Why ‘Sleight’s’ J.D. Dillard could become the next indie filmmaker to vault to Hollywood’s big leagues

J.D. Dillard, writer and director of the film "Sleight."
(Jay L. Clendenin / Los Angeles Times)

For years, as he was banging it out as an aspiring writer-director, J.D. Dillard would fantasize about someday watching his first feature film with an audience at the same theater outside of Philadelphia that he’d gone to as a kid.

Now that long-dreamed-of day has finally come as Dillard’s directorial debut, the sci-fi-superhero-family-drama genre mash-up “Sleight,” hits theaters on Friday. But he won’t be in Philadelphia to see the movie — or even in this country. He’ll be thousands of miles away across the Pacific Ocean, shooting his next film in Fiji.

“It’s weird to not be able to see my first movie play theatrically and just hear about it,” Dillard, 29, said earlier this month by phone from New Zealand, where he was prepping for production on a survival-horror thriller called “Sweetheart.”


Not that he’s complaining. Just a few years ago, Dillard was working as a receptionist at J.J. Abrams’ production company, Bad Robot. Like many struggling would-be filmmakers, he has known what it feels like to max out your credit cards and default on your student loans. Now he’s got what any young director would consider a true high-class problem.

“The fact that I’m shooting another movie — and I’m in Fiji — it’s been incredibly hard to garner any semblance of sympathy,” he said dryly.
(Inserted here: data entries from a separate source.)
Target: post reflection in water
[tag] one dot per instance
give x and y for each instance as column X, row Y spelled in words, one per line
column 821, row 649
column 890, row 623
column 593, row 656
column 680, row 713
Co-written by Dillard and his writing partner, Alex Theurer, “Sleight” remixes familiar ingredients from films like “Iron Man,” “Chronicle” and “Menace II Society” into an unfamiliar hybrid. The story centers on a young L.A. street magician and small-time drug dealer named Bo (Jacob Latimore) who runs afoul of a local crime boss (Dulé Hill) and has to draw upon homemade superpowers in order to save himself and his younger sister.

Though it echoes certain elements from big-budget comic-book tentpole films, the film was shot on a tiny six-figure budget that wouldn’t cover the cost of craft services on a Marvel or DC movie. To create the illusion of a ring floating in the air in one of Bo’s magic tricks, Dillard’s crew relied not on any fancy CGI but on a simple piece of nearly invisible string tied to the end of a broomstick just out of the frame.

“If you look at pictures from my iPhone from the set, it looks like we’re making a student film,” Dillard said. “There’s nothing glamorous about the way we pulled some of the things off.”


Still, it paid off. “Sleight” has proved a superpowered calling card for Dillard. Debuting at the 2016 Sundance Film Festival, the film earned considerable buzz and was picked up by WWE Studios and Blumhouse Productions, which is releasing it in 550 theaters through its BH Tilt division. Blumhouse has also partnered with Dillard for “Sweetheart,” which he co-wrote with Theurer and Alex Hyner and will star Kiersey Clemons. Meanwhile, Dillard and Theurer have been brought on to develop a remake of “The Fly” for 20th Century Fox, with Dillard attached to direct.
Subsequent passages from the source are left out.